有価証券報告書 抜粋 ドキュメント番号: S100OJF1 (EDINETへの外部リンク)
森永製菓株式会社 事業等のリスク (2022年3月期)
(1) リスクマネジメント体制
当社グループは、事業活動に潜在する様々なリスクを把握し、トータルリスクマネジメントの理念のもとリスクに対し適切な対応を図るべく取り組んでおります。事業活動に潜在するリスクに対応するため、内部統制システムの一環として「トータルリスクマネジメント規程」を制定し、想定されるリスクを分類・評価して平常時における予防策を実施しております。
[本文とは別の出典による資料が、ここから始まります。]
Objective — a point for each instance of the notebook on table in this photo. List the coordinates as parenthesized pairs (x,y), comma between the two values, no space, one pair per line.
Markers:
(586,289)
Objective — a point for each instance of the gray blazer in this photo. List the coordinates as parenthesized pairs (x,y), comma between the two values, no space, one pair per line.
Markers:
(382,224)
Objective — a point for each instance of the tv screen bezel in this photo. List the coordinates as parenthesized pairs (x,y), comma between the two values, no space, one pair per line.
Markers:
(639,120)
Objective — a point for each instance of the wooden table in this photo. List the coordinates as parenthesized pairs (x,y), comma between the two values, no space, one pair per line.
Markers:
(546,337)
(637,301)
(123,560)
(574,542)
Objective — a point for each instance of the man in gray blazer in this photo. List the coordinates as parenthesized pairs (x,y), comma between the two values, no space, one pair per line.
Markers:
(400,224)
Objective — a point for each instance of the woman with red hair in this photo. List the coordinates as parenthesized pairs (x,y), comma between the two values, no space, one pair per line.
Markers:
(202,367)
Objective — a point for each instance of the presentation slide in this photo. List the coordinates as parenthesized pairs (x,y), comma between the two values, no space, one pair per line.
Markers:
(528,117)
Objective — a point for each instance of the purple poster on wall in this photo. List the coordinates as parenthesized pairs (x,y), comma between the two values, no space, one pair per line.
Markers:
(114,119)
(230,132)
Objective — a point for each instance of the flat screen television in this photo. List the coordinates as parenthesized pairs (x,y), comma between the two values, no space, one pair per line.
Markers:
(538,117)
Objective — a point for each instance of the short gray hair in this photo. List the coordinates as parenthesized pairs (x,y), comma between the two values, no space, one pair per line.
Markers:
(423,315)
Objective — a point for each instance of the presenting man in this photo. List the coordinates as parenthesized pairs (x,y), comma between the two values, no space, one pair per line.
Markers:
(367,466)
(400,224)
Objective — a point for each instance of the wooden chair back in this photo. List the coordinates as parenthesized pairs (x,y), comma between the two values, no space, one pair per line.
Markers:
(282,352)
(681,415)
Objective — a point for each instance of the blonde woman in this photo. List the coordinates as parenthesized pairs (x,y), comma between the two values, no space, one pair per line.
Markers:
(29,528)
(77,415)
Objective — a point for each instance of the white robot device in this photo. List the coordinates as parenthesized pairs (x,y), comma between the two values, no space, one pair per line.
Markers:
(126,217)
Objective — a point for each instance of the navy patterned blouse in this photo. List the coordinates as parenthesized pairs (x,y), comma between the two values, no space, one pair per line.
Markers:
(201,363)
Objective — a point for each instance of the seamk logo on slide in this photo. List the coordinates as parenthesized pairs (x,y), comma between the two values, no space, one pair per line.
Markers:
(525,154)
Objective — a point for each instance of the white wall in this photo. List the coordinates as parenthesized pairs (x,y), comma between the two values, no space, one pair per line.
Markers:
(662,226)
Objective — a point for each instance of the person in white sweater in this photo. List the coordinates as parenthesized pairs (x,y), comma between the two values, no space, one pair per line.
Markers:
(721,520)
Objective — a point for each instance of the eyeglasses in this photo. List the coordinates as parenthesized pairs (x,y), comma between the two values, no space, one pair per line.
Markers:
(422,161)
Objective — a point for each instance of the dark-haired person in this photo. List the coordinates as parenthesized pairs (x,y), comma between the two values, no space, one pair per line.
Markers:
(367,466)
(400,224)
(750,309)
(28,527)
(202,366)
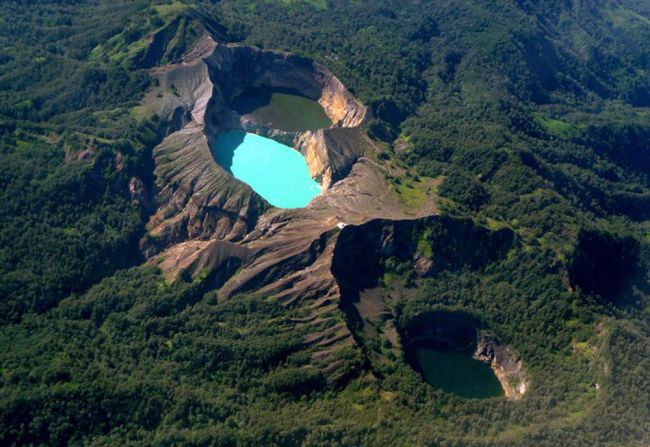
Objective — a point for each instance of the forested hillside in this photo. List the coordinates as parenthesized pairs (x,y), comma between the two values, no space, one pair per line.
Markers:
(534,116)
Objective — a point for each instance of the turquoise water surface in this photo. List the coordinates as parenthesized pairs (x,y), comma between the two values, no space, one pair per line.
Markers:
(274,171)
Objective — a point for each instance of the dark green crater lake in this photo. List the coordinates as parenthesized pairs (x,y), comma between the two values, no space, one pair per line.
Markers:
(281,109)
(455,372)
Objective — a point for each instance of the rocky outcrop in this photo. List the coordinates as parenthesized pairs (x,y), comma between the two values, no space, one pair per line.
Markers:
(506,365)
(208,223)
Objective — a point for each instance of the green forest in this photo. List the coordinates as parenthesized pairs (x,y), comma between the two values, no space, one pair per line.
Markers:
(534,116)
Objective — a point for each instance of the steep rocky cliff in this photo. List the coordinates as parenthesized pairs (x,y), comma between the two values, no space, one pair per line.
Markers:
(207,222)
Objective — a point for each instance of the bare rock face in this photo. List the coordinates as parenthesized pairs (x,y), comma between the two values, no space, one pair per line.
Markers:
(506,365)
(207,222)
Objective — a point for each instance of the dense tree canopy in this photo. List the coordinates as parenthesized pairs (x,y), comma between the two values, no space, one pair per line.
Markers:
(534,116)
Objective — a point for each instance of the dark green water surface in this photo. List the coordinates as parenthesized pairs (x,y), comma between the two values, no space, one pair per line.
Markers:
(457,373)
(282,109)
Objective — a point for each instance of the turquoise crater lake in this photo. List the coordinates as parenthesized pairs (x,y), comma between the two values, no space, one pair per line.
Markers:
(274,171)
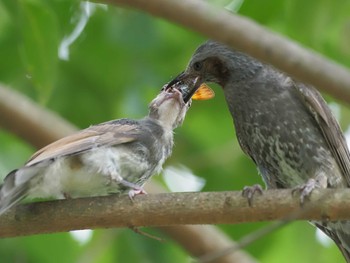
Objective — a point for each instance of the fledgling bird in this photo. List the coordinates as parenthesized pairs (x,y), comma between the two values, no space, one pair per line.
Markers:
(285,126)
(107,158)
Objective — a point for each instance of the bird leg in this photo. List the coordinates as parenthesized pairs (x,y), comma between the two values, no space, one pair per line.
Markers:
(320,181)
(249,191)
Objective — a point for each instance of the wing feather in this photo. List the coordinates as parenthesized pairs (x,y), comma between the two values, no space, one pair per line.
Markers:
(328,125)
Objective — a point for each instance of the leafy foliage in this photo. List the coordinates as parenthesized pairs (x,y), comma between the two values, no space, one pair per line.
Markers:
(116,65)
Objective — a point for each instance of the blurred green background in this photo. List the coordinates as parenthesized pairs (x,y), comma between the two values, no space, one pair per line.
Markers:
(118,61)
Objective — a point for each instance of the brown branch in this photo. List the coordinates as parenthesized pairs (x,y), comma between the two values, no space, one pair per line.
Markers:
(39,127)
(170,209)
(247,36)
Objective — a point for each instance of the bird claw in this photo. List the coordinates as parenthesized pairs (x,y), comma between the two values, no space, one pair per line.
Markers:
(136,191)
(249,191)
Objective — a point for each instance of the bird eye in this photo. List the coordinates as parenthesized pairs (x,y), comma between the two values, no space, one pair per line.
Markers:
(197,66)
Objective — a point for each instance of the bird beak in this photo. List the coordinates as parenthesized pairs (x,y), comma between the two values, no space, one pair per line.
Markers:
(192,83)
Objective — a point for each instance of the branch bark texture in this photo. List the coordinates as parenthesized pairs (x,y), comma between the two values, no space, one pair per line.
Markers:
(39,127)
(247,36)
(171,209)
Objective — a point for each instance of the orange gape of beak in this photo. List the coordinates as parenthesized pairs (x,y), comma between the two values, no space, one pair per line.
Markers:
(204,92)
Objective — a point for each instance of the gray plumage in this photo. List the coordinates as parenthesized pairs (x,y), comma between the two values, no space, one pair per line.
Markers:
(106,158)
(284,126)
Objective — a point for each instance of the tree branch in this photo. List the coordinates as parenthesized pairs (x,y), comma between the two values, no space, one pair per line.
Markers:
(247,36)
(170,209)
(39,127)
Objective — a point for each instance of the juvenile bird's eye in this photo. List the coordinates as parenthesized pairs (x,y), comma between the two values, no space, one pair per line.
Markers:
(197,66)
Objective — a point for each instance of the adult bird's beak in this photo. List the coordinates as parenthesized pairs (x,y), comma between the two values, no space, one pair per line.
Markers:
(193,83)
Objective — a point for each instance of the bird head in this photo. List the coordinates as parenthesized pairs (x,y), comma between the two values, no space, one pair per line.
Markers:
(169,107)
(215,62)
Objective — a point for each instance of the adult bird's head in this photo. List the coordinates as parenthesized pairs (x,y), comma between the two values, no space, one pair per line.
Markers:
(215,62)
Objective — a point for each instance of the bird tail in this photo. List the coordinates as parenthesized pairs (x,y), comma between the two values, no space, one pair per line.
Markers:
(16,187)
(340,233)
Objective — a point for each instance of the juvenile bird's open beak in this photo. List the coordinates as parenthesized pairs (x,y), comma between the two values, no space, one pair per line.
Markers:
(193,83)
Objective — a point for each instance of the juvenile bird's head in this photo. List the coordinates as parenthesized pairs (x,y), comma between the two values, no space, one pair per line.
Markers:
(169,107)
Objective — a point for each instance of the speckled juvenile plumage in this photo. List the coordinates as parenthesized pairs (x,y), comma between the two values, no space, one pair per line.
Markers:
(284,126)
(111,157)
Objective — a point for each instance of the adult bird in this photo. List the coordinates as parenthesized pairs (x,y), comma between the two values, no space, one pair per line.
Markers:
(285,127)
(111,157)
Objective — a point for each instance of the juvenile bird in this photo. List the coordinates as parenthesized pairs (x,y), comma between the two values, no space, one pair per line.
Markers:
(106,158)
(285,127)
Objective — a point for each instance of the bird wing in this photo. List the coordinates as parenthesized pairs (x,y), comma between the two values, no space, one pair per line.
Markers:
(105,134)
(329,126)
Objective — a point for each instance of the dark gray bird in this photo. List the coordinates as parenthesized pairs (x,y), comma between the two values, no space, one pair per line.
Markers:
(284,126)
(106,158)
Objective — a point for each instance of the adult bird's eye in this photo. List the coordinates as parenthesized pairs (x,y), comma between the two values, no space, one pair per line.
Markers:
(197,66)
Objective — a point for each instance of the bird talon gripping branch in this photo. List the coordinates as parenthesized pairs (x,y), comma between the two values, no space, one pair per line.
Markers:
(82,164)
(285,126)
(249,192)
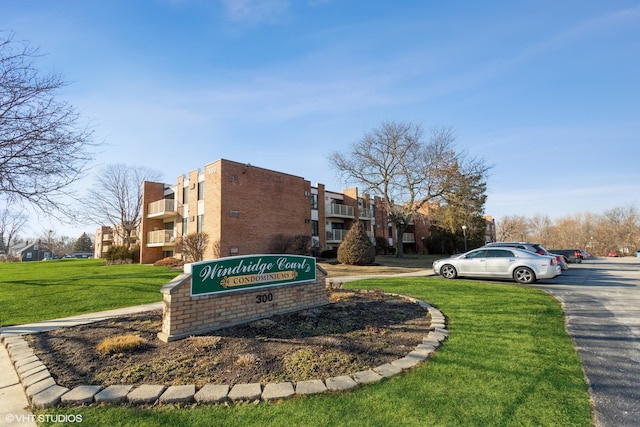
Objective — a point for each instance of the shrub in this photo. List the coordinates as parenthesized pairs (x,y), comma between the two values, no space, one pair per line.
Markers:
(169,262)
(328,254)
(356,248)
(120,343)
(121,254)
(290,244)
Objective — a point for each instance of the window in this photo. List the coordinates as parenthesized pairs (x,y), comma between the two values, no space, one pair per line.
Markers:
(477,254)
(499,253)
(201,190)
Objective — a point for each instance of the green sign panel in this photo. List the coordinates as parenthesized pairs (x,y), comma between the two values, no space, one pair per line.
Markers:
(240,272)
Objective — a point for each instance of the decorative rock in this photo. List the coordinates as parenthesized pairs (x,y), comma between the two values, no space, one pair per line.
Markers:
(431,341)
(419,354)
(30,369)
(212,393)
(179,394)
(37,377)
(26,361)
(405,362)
(113,394)
(443,331)
(437,336)
(367,377)
(387,370)
(80,395)
(20,353)
(427,347)
(310,387)
(49,397)
(342,382)
(39,387)
(245,392)
(274,391)
(145,394)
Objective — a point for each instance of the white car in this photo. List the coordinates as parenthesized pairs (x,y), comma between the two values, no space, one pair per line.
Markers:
(499,263)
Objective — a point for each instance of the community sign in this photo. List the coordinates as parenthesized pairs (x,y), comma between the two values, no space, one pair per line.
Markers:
(251,271)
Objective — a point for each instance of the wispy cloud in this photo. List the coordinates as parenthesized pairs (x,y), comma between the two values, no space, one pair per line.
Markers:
(255,11)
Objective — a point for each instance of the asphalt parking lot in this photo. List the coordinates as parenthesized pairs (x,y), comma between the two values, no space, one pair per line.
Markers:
(601,299)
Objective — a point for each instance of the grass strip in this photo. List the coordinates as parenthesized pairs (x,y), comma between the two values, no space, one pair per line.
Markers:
(508,362)
(37,291)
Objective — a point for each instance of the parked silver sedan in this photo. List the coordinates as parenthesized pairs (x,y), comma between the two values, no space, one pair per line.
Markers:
(499,263)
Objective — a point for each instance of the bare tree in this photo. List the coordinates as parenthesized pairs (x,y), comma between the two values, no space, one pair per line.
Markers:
(10,224)
(116,198)
(408,173)
(193,246)
(512,228)
(43,147)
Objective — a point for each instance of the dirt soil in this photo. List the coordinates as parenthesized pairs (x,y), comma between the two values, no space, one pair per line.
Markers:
(356,331)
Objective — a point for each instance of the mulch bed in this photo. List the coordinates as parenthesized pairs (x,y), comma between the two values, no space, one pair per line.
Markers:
(357,331)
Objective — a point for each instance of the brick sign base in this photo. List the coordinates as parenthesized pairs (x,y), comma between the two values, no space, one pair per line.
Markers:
(184,315)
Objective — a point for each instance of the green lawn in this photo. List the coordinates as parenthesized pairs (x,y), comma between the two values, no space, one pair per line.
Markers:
(508,362)
(35,291)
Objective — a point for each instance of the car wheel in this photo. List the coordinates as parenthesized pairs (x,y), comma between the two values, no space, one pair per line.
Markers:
(448,271)
(524,275)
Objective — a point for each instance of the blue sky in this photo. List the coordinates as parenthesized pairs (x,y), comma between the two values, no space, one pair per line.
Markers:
(548,92)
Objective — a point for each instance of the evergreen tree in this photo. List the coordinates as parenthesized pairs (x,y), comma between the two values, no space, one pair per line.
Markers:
(83,244)
(356,248)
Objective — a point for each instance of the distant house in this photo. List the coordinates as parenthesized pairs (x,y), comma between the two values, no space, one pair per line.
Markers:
(32,252)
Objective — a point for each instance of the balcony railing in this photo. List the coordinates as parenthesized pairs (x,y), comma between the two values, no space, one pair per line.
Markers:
(334,209)
(408,238)
(365,214)
(164,208)
(336,235)
(161,238)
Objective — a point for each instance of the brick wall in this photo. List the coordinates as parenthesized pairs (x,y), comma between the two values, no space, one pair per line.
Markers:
(184,315)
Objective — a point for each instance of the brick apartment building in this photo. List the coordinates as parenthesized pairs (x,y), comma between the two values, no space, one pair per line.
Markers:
(243,208)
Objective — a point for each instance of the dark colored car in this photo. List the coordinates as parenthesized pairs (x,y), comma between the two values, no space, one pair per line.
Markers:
(571,255)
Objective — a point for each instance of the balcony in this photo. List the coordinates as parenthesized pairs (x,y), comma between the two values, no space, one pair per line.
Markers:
(336,236)
(161,238)
(365,214)
(165,208)
(336,210)
(408,238)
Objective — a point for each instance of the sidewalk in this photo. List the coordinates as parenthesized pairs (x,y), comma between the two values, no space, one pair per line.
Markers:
(13,401)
またトータルリスクマネジメントを組織横断的に検討・主管・実施する組織として、取締役が参加する「トータルリスクマネジメント委員会」を設置し、協議内容を取締役会に報告しております。
(2) リスクの把握と管理
当社グループは、「トータルリスクマネジメント規程」に基づき、想定リスク分類及び対策主管部門を明確にし、優先的に対応するべきリスクを把握しております。それぞれのリスク及び対応を実施する部門が適合するよう細分化したものを「トータルリスクマップ」に記載し、各事業所で具体的なリスク管理を行っております。平常時と緊急時のリスク対応を毎年見直し、それらを「トータルリスクマップ」に記載・更新してモニタリングを行い、その内容に基づいた訓練を実施し、その結果を「トータルリスクマネジメント委員会」で報告する、一連のPDCAを回しております。また災害発生時においても、事業継続を確実に行うために、主要商品について事業継続マネジメント(BCM)の円滑な運用が図れるよう定期的に見直しを行い、その結果を「トータルリスクマネジメント委員会」に報告しております。
◆リスクマネジメント体制図
有価証券報告書に記載した事業の状況、経理の状況等に関する事項のうち、当社グループの事業、業績及び財政状態等に影響を与え、投資者の判断に重要な影響を及ぼす可能性のあるリスク事項には、次のようなものがあります。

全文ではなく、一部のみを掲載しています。